The Extra: A Rita Farmer Mystery
Elizabeth Sims
Minotaur Books
$25.95
Sims’s second Rita Farmer mystery finds the character garbed as a cop on the set of a third-rate mystery film, The Canary Syndrome. Finding a live roach in her box lunch, she roams off-set for sustenance, only to save a young man from a fatal beating. The plot thickens incrementally as Sims deftly weaves together all the threads: Rita; her mooching sister, Gina; her wannabe boyfriend-cum detective, George; her alarmingly precocious 5-year-old son, Petey; and Amaryllis B. Cubitt, sainted philanthropist with a secret past, whose grandson was attacked in the opening pages. Looming over them all is Dale the Whale, drug lord with a self-help plan to service tout LA. George and Rita double as skag addicts pursuing undercover work. Let’s not forget Ernest, the missing champion stud Beagle, and the roaming pack of feral LA dogs that nearly devour George.
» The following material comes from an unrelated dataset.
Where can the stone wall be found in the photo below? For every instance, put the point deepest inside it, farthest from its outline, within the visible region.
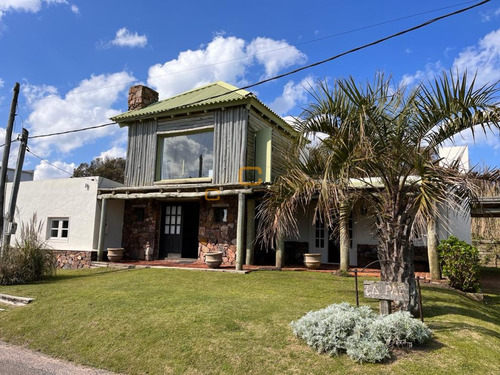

Take this not as a “review,” but rather ingredients for a Julia Child-like mystery bouillabaisse recipe for murder. It works.
Qualities of Light
Mary Carroll Moore
Spinster’s Ink
$14.95
Acceding to his birthday request for a clandestine boat ride, 15-year-old Molly Fisher takes her little brother out for a spin, when he falls overboard, and nearly drowns—lying comatose in a nearby hospital as the novel opens. While the Fisher family’s summer vacation draws to an agonizing close, Molly, on the cusp of young womanhood, struggles with a number of aspects of light and darkness: her forbidden love for an older girl; her parents’ affections; her own artistic gifts overshadowed by the brilliance of her father’s genius; and her changing relationship with her now-damaged sibling. In Moore’s gifted hands, Molly is a highly nuanced yet highly believable character—now wise beyond her years, she’s dreading the loss of not only childhood, but also her beloved brother. Moore’s deft characterization of Molly was drawn in part from her own painting background. It has garnered a nomination for this year’s PEN/Faulkner Award. Moore teaches at Minneapolis’s Loft Literary Center.